Your existing implementation is the best you can get.
Let's write out a general IPaymentFactory for clarity:
public interface IPaymentFactory {
IPayment create(/* ... */);
}
So instances of IPaymentFactory define one method, that takes in some number of parameters and returns an instance of IPayment. You could write an implementation yourself, and evidently you have, but Guice's FactoryModuleBuilder provides interface implementations like this one automatically. You never need to define anything else about that class: Guice will wire up the constructor for you, and bind it to IPaymentFactory so you can inject IPaymentFactory instances, call create(...)
with your parameters, and get IPayment instances.
It looks like what you're going for is a factory that takes an Enum:
public interface IPaymentFactory {
IPayment create(PaymentType paymentType);
}
...but given that CashPayment takes one arbitrary parameter, and CardPayment takes two arbitrary parameters, and given that the selection between them requires a mapping to an arbitrary PaymentType enum, you haven't given Guice nearly enough information to construct the right object.
Guice FactoryModuleBuilder is designed more for combining constructor parameters with dependencies:
// Constructor:
@Inject public BitcoinPayment(
@Assisted long value, // varies by instance as a constructor parameter
BitcoinService bitcoinService // passed-in dependency satisfied by Guice
) { /* ... */ }
// Factory interface:
public IBitcoinPaymentFactory {
BitcoinPayment create(long value); // users don't need to know about dependencies!
}
// Factory binding...
install(new FactoryModuleBuilder().build(IBitcoinPaymentFactory.class));
// ...which lets Guice write the equivalent of:
public GeneratedBitcoinPaymentFactory implements IBitcoinPaymentFactory {
@Inject Provider<BitcoinService> bitcoinServiceProvider;
@Override public BitcoinPayment create(long value) {
return new BitcoinPayment(value, bitcoinServiceProvider.get());
}
}
On one hand, the factory is dumber than you think: It just combines parameters with dependencies to get one whole list.

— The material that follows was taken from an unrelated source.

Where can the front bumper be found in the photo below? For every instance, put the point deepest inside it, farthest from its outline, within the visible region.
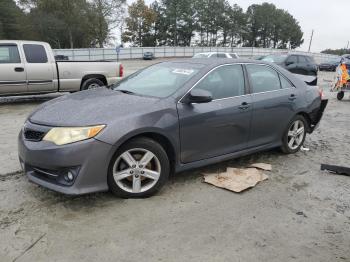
(47, 165)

On the other, it's handy: you specify the dependency list once, and Guice does the rest.
In summary: FactoryModuleBuilder won't solve your problem, but it COULD help you create factories for CashPayment and CardPayment, which you could then inject into your manual PaymentFactory implementation (which will still need to exist in some form or another).
P.S. In your example, which might be a "toy problem" for demonstration, you may not need to use Guice. Guice is a great solution for service objects that require dependencies, but data objects (like a payment) or other objects that don't seem to need dependencies (like GuiceService or NaiveService) can be constructed directly using constructors. Once they start needing Guice-injected dependencies, it should be pretty easy to make them Guice-aware.